---
sidebar_position: 4
---

# Lakebase plugin

Provides a PostgreSQL connection pool for Databricks Lakebase Autoscaling with automatic OAuth token refresh.

**Key features:**
- Standard `pg.Pool` compatible with any PostgreSQL library or ORM
- Automatic OAuth token refresh (1-hour tokens, 2-minute refresh buffer)
- Token caching to minimize API calls
- Built-in OpenTelemetry instrumentation (query duration, pool connections, token refresh)
- AppKit logger configured by default for query and connection events

## Getting started with the Lakebase

The easiest way to get started with the Lakebase plugin is to use the Databricks CLI to create a new Databricks app with AppKit installed and the Lakebase plugin.

### Prerequisites

- [Node.js](https://nodejs.org) v22+ environment with `npm`
- Databricks CLI (v0.295.0 or higher): install and configure it according to the [official tutorial](https://docs.databricks.com/aws/en/dev-tools/cli/tutorial).
- A new Databricks app with AppKit installed. See [Bootstrap a new Databricks app](../index.md#quick-start-options) for more details.

### Steps

1. Firstly, create a new Lakebase Postgres Autoscaling project according to the [Get started documentation](https://docs.databricks.com/aws/en/oltp/projects/get-started).
1. To add the Lakebase plugin to your project, run the `databricks apps init` command and interactively select the **Lakebase** plugin. The CLI will guide you through picking a Lakebase project, branch, and database.
    - When asked, select **Yes** to deploy the app to Databricks Apps right after its creation.

## Basic usage

```ts
import { createApp, lakebase, server } from "@databricks/appkit";

await createApp({
  plugins: [server(), lakebase()],
});
```

## Accessing the pool

After initialization, access Lakebase through the `AppKit.lakebase` object:

```ts
const AppKit = await createApp({
  plugins: [server(), lakebase()],
});

await AppKit.lakebase.query(`CREATE SCHEMA IF NOT EXISTS app`);

await AppKit.lakebase.query(`CREATE TABLE IF NOT EXISTS app.orders (
  id SERIAL PRIMARY KEY,
  user_id VARCHAR(255) NOT NULL,
  amount DECIMAL(10, 2) NOT NULL,
  created_at TIMESTAMP DEFAULT CURRENT_TIMESTAMP
)`);

const result = await AppKit.lakebase.query(
  "SELECT * FROM app.orders WHERE user_id = $1",
  [userId],
);

// Raw pg.Pool (for ORMs or advanced usage)
const pool = AppKit.lakebase.pool;

// ORM-ready config objects
const ormConfig = AppKit.lakebase.getOrmConfig();  // { host, port, database, ... }
const pgConfig = AppKit.lakebase.getPgConfig();    // pg.PoolConfig
```

## Configuration

### Environment variables

The required environment variables are:

| Variable | Description |
|---|---|
| `LAKEBASE_ENDPOINT` | Endpoint resource path (e.g. `projects/.../branches/.../endpoints/...`) |
| `PGHOST` | Lakebase host (auto-injected in production by the `postgres` Databricks Apps resource) |
| `PGDATABASE` | Database name (auto-injected in production by the `postgres` Databricks Apps resource) |
| `PGSSLMODE` | TLS mode - set to `require` (auto-injected in production by the `postgres` Databricks Apps resource) |

When deployed to Databricks Apps with a `postgres` database resource configured, `PGHOST`, `PGDATABASE`, `PGSSLMODE`, `PGUSER`, `PGPORT`, and `PGAPPNAME` are automatically injected by the platform. Only `LAKEBASE_ENDPOINT` must be set explicitly:

```yaml
env:
  - name: LAKEBASE_ENDPOINT
    valueFrom: postgres
```

For local development, the `.env` file is automatically generated by `databricks apps init` with the correct values for your Lakebase project.

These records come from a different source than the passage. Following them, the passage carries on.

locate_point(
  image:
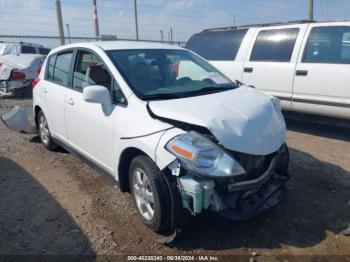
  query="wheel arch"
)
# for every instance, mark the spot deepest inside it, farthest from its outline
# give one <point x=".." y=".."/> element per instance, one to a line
<point x="37" y="109"/>
<point x="124" y="162"/>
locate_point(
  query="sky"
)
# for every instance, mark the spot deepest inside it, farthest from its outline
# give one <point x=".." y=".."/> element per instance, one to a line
<point x="185" y="17"/>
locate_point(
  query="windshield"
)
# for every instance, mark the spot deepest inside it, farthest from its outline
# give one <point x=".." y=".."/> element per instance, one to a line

For the full configuration reference (SSL, pool size, timeouts, logging, ORM examples), see the [`@databricks/lakebase` README](https://github.com/databricks/appkit/blob/main/packages/lakebase/README.md).

### Pool configuration

Pass a `pool` object to override any defaults:

```ts
await createApp({
  plugins: [
    lakebase({
      pool: {
        max: 10,                      // Max pool connections (default: 10)
        connectionTimeoutMillis: 5000, // Connection timeout ms (default: 10000)
        idleTimeoutMillis: 30000,      // Idle connection timeout ms (default: 30000)
      },
    }),
  ],
});
```

## Database Permissions

When you create the app with the Lakebase resource using the [Getting started](#getting-started-with-the-lakebase) guide, the Service Principal is automatically granted `CONNECT_AND_CREATE` permission on the `postgres` resource. This lets the Service Principal connect to the database and create new objects, but **not access any existing schemas or tables.**

### Local development

To develop locally against a deployed Lakebase database:

1. **Deploy the app first.** The Service Principal creates the database schema and tables on first deploy. Apps generated from `databricks apps init` handle this automatically - they check if tables exist on startup and skip creation if they do.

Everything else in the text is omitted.